Since the 2008 financial crisis, investors have never been more concerned about global growth prospects. According to a survey carried out by BofA (Bank of America) with fund managers, they increased their cash reserves to the highest level in two years.
Most investors polled between March 4 and 10 — who together manage about $1 trillion in assets — expect a bearish wave in the stock market in 2022, i.e. a 20% drop. % or more of assets from their record highs.
The survey also showed allocations in global equities falling to their lowest levels since May 2020.
Cash levels among investors rose to nearly 6% of their portfolios, while allocations to commodities rose to a record 33%. Hedge funds’ net exposure to equity markets is at its lowest level since April 2020, according to the survey.
According to the investment bank, the most sought after positions are long oil/commodities, followed by technology and ESG stocks (acronym for good environmental, social and governance practices). Nearly half of investors polled expect oil to produce the best returns in 2022.

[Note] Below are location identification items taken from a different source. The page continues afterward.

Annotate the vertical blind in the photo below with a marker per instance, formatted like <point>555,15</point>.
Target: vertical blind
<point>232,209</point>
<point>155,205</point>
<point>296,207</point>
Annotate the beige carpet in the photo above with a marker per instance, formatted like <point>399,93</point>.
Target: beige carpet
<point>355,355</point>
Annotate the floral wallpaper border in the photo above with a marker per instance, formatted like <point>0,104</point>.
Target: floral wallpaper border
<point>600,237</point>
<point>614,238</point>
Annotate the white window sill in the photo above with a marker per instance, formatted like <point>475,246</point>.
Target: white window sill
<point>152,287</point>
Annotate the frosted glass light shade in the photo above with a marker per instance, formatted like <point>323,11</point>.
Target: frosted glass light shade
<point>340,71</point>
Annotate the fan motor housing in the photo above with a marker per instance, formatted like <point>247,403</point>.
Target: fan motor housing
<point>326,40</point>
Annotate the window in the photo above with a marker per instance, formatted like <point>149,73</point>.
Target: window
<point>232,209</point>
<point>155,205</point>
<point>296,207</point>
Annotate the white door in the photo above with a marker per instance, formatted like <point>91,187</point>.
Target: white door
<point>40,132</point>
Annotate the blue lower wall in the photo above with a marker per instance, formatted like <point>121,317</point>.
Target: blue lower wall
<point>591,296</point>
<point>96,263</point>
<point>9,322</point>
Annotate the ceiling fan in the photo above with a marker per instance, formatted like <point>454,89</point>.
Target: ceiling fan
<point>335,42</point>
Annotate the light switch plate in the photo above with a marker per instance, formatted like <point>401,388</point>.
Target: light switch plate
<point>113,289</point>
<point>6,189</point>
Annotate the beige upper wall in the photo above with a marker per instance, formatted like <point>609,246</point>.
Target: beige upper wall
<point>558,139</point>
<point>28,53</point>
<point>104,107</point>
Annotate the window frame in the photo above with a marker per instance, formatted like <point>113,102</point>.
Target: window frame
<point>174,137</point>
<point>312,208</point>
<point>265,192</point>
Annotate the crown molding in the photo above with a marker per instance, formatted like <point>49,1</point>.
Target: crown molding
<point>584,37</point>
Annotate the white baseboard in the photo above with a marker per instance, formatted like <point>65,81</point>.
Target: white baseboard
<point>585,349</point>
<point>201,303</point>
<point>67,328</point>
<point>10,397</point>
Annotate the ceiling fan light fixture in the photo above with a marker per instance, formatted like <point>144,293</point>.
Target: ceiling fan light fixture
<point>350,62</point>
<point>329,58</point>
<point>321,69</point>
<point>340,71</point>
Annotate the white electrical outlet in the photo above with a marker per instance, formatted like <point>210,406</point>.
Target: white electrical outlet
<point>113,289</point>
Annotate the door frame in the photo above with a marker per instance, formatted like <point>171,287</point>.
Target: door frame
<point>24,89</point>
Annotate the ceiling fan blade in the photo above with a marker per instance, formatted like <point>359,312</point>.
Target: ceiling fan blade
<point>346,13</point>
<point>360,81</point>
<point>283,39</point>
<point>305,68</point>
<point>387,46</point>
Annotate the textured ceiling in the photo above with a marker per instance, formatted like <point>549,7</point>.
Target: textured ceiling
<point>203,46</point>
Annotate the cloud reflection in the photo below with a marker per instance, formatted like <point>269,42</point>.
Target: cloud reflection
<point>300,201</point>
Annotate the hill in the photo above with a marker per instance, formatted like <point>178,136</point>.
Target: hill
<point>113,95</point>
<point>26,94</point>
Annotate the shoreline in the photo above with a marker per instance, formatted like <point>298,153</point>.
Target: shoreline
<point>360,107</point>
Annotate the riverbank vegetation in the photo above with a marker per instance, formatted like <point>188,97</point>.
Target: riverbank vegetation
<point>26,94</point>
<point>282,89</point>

The European edition of the monthly fund managers survey provided a grim reading, with investors reducing their growth prospects for Europe in response to Russia’s invasion of Ukraine.
A full 69% of respondents expect the European economy to weaken next year, the highest proportion since 2011. The 81 percentage point difference from the 12% in February who still expected to see growth marks the biggest monthly drop since records began. of BoFA started in 1994.
Investors also slightly raised their expectations for the number of rate hikes by the Fed in 2022, even after liquidity conditions worsened considerably to the lowest level since the coronavirus pandemic hit. financial markets in March and April 2020.